Iria agora experimentar o que era viver em um regime semi aberto. Mas o que seria viver em tal regime? ─ perguntava para si mesmo, com um leve pressentimento de que essa sua nova situação tivesse algo em comum com o “Panóptico de Jeremy Bentham” ─,  ensaio esse lido com curiosidade rara nos seus primeiros meses de prisão. O Panóptico tratava-se de um edifício em forma de anel, em cuja circunferência externa se encontravam as celas dos presos, todas com janelas dirigidas para uma torre que ficava no centro do círculo. Era nessa torre, com vistas para todas as celas, que um vigilante, em oculto, observava diuturnamente o comportamento dos detentos. Dentro dessa estrutura carcerária, nenhum detento escapava de ser vigiado em seus mínimos detalhes.

Nos primeiros
dias da semi-liberdade procurou redescobrir os encantos da cidade, refazendo amizades com os entes que tinha deixado para trás. No entanto, não conseguia viver sem estar sobressaltado e temeroso. Às vezes, em sua imaginação, sentia como se estivesse sendo observado ou perseguido por olhos estranhos.
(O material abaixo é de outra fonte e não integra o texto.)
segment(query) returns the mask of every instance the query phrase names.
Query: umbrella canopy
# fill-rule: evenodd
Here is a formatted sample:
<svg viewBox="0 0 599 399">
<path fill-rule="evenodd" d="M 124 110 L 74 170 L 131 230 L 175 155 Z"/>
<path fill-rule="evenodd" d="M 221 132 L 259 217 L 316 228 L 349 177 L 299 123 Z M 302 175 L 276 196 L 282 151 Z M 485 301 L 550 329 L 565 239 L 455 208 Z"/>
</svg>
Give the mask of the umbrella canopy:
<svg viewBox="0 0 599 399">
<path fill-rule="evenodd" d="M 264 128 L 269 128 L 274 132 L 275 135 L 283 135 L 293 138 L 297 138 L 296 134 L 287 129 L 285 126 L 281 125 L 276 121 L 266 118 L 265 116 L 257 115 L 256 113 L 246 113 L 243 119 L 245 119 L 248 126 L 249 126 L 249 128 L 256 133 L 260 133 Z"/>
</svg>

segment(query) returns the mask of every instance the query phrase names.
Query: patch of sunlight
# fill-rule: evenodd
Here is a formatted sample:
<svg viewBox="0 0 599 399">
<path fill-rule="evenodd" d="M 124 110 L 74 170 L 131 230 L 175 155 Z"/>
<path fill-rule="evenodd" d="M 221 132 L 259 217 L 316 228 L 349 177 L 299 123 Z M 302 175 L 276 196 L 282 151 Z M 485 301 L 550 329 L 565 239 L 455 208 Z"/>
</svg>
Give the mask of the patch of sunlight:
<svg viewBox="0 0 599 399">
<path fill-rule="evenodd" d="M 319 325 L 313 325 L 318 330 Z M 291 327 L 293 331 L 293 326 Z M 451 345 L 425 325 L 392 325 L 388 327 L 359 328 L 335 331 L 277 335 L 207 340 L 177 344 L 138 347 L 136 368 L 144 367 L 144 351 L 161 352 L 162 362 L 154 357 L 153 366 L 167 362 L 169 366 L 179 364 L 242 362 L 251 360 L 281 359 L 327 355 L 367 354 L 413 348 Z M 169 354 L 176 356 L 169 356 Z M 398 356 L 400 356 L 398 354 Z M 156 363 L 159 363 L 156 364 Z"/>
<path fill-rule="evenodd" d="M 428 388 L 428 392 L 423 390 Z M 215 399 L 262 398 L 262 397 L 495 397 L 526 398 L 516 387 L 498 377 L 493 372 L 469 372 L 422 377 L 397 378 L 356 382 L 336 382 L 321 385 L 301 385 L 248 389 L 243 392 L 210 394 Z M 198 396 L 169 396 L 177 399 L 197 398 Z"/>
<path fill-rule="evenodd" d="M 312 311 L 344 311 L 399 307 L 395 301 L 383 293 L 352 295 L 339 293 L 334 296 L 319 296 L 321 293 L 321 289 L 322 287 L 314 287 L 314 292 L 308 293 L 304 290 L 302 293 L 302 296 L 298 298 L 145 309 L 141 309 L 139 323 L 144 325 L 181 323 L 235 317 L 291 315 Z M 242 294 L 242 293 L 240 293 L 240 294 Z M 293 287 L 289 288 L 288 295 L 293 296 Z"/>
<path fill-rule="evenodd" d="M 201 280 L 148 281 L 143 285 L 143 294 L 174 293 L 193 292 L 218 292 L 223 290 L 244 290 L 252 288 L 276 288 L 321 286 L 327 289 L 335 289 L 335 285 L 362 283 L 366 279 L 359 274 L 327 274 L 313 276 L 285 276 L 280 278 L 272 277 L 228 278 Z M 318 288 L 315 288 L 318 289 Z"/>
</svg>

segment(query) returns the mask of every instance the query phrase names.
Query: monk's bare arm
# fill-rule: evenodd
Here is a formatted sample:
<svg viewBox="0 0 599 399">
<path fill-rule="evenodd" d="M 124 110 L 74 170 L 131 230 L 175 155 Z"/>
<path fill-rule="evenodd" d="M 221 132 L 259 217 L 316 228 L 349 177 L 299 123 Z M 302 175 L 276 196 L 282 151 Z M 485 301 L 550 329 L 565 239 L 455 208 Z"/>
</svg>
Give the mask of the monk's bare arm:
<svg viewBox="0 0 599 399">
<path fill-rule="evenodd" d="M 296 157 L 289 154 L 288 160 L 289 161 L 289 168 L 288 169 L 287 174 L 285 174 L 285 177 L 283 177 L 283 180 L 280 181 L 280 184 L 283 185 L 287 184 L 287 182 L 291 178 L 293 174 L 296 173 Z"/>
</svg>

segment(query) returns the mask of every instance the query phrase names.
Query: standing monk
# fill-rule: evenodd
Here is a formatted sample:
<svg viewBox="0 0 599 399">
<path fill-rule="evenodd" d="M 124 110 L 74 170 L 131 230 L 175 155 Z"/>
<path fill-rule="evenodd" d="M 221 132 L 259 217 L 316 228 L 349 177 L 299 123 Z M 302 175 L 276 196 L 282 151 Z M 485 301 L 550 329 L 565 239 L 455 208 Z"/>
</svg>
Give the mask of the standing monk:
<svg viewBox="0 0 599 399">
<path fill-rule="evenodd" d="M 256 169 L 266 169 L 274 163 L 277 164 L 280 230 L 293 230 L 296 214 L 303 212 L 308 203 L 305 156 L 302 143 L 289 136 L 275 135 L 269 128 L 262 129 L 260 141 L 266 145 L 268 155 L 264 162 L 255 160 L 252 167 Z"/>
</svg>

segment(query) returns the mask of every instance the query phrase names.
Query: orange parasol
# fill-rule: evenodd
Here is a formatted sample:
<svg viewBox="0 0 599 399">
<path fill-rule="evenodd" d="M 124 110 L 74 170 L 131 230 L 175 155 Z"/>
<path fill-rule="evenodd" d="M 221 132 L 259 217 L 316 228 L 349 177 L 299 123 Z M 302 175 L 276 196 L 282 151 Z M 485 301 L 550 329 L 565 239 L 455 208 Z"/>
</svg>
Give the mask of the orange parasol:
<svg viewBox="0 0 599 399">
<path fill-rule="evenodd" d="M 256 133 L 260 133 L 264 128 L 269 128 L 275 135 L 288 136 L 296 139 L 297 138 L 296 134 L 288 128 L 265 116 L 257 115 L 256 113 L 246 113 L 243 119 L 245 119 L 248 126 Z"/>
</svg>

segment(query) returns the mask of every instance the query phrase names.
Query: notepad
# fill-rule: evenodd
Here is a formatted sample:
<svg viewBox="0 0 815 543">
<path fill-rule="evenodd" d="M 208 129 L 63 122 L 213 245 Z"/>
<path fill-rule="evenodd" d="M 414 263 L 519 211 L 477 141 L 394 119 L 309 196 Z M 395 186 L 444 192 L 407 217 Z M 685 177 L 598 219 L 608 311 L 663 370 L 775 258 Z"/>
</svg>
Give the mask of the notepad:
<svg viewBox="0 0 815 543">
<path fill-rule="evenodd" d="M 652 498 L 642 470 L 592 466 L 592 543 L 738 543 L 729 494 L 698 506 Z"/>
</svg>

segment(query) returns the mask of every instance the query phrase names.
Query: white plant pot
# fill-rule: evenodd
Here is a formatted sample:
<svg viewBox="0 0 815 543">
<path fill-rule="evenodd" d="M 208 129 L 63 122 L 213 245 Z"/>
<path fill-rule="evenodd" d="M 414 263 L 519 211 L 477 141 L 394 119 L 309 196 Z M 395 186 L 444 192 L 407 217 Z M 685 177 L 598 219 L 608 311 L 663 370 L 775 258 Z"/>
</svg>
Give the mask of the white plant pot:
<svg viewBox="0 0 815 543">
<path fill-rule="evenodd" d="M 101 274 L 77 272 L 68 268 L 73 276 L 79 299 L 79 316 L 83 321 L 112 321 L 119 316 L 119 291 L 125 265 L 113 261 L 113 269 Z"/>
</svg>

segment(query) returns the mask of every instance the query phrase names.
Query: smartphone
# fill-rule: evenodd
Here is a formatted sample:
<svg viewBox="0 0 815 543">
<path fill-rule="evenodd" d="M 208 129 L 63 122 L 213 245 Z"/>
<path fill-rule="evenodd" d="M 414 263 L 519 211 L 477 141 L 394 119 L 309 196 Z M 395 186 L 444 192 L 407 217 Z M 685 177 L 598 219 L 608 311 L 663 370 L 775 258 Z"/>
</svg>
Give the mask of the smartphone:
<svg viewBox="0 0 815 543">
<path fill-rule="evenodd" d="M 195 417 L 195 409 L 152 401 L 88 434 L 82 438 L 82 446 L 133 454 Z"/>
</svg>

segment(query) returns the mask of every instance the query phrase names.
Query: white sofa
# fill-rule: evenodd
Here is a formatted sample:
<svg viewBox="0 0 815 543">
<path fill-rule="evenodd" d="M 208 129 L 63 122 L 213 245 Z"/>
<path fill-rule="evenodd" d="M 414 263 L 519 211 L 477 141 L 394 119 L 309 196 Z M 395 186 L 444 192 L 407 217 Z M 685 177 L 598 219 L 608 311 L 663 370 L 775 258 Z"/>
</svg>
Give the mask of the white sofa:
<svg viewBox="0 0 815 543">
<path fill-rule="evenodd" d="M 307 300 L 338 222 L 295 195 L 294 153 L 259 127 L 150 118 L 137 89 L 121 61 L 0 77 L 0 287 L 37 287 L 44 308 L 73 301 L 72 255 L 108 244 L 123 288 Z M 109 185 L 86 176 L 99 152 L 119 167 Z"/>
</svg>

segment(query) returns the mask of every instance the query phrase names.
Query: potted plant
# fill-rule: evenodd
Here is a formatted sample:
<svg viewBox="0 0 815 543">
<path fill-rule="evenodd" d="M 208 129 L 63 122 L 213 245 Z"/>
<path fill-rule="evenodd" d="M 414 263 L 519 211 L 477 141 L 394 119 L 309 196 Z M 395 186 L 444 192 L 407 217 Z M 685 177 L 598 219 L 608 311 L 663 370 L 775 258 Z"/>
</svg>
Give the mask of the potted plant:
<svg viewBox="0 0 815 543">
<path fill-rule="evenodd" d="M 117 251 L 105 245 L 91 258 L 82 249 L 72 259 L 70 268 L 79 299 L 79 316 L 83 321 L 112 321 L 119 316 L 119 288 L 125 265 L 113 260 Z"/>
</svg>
As pessoas que o olhavam pareciam lhe dizer: "Cuidado! Qualquer falta ou desvio de conduta, você será denunciado e preso novamente!”. A obsessão de estar sendo vigiado era tão intensa que com pouco tempo tinha resolvido não sair mais para caminhar, transformando sua casa numa prisão ou espécie de fortaleza psicológica.

Certa noite,
renovado de coragem, saiu perambulando pelas ruas de seu bairro, indo parar em frente a uma igreja, onde estava sendo realizado um culto. Ali, escorado em uma janela, ficou ouvindo o emocionado pregador que discorria sobre a graça libertadora de Deus destinada ao homem, através da pessoa do seu Filho Jesus, o qual foi morto, crucificado e ao terceiro dia ressurgiu dos mortos [...]. Ele tinha gravado bem o tema da pregação: “Se o Filho vos libertar, verdadeiramente sereis livres” (João 8: 36). Pensou, pensou, e resolveu atender o convite para se congregar ali, e viver uma nova vida, sem medo de errar, pois segundo o que o Pastor dissera, em Cristo, o crente tem um advogado que nunca perde uma causa, e sempre consegue o perdão de Deus, em qualquer situação. Alegrou-se, quando o pastor dissera que a misericórdia de Deus para perdoar, era infinita.

Seis meses se
passaram, e foi o bastante para ele se ver tomado de novo pelo desânimo. Sentia o ciclo conclusivo da morte lhe apertando o peito. A esperança que tinha nascido dentro de si, fôra como que enxotada para bem longe. Sentia-se como um guerreiro que perdeu a última batalha. As obrigações, os sacrifícios vazios, a liturgia do culto tinham tomado o lugar da graça tão insistentemente anunciada. Via que os mensageiros de Deus ensinavam muita teoria, tudo aparentemente bonito de se ver, mas que pena: fora do templo exibiam uma vida vaga, difusa e angustiante, como se estivessem sendo corroídos por dentro. Os acasos da vida, as doenças nervosas e físicas ─ eles atribuíam ao demônio ─, e viviam indefinidamente numa eterna punição. Todas as agruras da vida eram atribuídas a pecados que os afastavam cada vez mais de Deus. Não estava mais suportando ver os ministros cristãos converterem-se em administradores ou burocratas de uma máquina insensível, sob o nome de Deus. Pode constatar, também, que a preocupação com as almas caídas não passava de uma abjeta manipulação. Aos poucos, foi entendendo que a santidade ali apregoada era determinada por padrões publicitários de consumo, agradáveis ao paladar, olhos e ouvidos, mas venenosos para o coração. As pessoas de boa fé que alí procuravam refúgio para se verem livres da escravidão do pecado, em pouco tempo, se encontravam em liberdade vigiada, assumindo paulatinamente fardos cada vez mais pesados, como pagamento pelos erros comentidos involuntariamente.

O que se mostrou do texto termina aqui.